Late fusion of the RGB and pose mask streams seems to slightly increase the recognition performance; indicating that these two streams indeed carry complementary information, and pose masks extracted this way can be used as a guidance for focusing on the foreground and inferring collective group activity.

Table 2. Class-wise average precision, recall and F1 scores over the Structured Group Dataset.

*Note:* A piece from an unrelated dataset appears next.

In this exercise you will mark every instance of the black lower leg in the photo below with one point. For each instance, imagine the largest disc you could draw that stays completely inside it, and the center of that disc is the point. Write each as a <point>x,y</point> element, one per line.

It is remarkable that sparse fusion of mask stream is able to improve group activity recognition accuracy with high margin. This result is interesting in two ways. Firstly, mask-guided fusion can lead network to learn high-level representative features within an end-to-end framework. This can help improvement of learning process for similar vision tasks even when a large-scale annotated data is not available. Secondly, the result implies that an optimum fusion method as in the case of sparse fusion is implicitly possible and can be searched in a finite architecture search space.

5 Conclusion

We have proposed a CNN-based two-stream fusion network to develop rich high-level representations of group activities. Our method does not require any low level annotations except for group activity label. In contrast to related work on the subject, our method directly infers interactions using binary person pose mask guidance. Experimental results show that mask guidance is complementary to learning feature maps from RGB stream, yielding superior recognition performance over bottom-up, annotation-heavy approaches for group activity recognition in images. Mask-based fusion can be applied to other tasks that need interaction inference for a better scene understanding.